20 février 2026 2 min

Alors que les projecteurs des JO de Milan-Cortina 2026 viennent de s’éteindre, un nom résonne dans le monde du patinage artistique : Benoît Richaud. Si les télespectateurs ont admiré son travail de chorégraphe à travers les performances de 16 patineurs issus de 13 nations différentes, les Angloys, eux, le connaissent depuis longtemps.

Chaque été, loin de l’effervescence des grandes capitales, c’est à la patinoire de La Barre que Benoît Richaud pose ses valises pour transmettre sa vision unique de la glace.

Des Jeux Olympiques de Milan à Anglet

À 38 ans, Benoît Richaud est devenu une figure incontournable du patinage artistique.  Aux JO 2026, il a orchestré les programmes de 16 athlètes de 13 nationalités différentes, prouvant que l’art n’a pas de frontières.
« Le patinage est un langage universel.
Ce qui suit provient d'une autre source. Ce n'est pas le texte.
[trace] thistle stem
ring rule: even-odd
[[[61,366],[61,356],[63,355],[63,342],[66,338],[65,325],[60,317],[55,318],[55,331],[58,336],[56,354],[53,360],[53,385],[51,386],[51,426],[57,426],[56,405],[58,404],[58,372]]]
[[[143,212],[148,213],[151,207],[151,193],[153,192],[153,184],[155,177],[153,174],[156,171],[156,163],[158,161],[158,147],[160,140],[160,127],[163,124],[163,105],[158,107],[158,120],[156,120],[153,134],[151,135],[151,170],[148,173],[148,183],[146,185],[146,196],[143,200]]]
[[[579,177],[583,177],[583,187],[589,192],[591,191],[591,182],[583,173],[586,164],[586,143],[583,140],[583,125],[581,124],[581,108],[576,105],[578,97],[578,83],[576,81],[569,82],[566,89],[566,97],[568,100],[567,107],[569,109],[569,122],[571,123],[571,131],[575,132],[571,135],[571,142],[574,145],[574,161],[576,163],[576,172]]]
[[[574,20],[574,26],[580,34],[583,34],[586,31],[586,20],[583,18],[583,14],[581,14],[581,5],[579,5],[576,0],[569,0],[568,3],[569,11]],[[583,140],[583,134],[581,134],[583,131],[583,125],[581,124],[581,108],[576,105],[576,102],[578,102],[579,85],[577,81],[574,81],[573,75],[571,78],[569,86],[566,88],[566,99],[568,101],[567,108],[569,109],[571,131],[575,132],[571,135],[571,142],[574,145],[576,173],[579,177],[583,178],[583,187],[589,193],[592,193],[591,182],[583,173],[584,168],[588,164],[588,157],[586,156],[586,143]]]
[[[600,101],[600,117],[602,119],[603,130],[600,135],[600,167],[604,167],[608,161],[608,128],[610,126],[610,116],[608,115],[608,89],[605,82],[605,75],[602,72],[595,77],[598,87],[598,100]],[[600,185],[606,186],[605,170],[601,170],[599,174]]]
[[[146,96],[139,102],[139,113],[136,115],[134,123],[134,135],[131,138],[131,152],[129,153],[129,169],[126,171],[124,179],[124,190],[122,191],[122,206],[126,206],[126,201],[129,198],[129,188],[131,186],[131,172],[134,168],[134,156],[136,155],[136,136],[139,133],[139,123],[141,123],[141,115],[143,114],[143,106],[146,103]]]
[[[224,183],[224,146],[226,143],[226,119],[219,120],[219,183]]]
Peu importe le drapeau, mon rôle est de sculpter l’identité de l’athlète sur la glace, » nous confiait-il lors d’une rencontre dans l’intimité des vestiaires angloys.

La patinoire de La Barre, laboratoire de création estival

Pourquoi choisir Anglet ? Pour ce chorégraphe globe-trotter, la patinoire de La Barre offre un cadre de travail unique, entre l’air iodé et la sérénité du littoral basque. Ses stages d’été sont devenus des rendez-vous prisés où se croisent l’élite internationale venue chercher la « touche Richaud », les jeunes talents locaux qui bénéficient de l’œil d’un expert olympique.

Un artiste « hors-piste » très accessible

Malgré son statut de star, Benoît Richaud conserve cette proximité qui séduit les usagers habituels de la patinoire. Entre deux sessions d’entraînement intensives, il n’est pas rare de le croiser échangeant quelques mots avec les familles ou les passionnés de glisse. Très humain et toujours disponible, il incarne parfaitement cet esprit de partage que la ville d’Anglet cultive à travers ses infrastructures sportives.
C’est ici, face à l’Océan, que s’imaginent  les médailles de demain.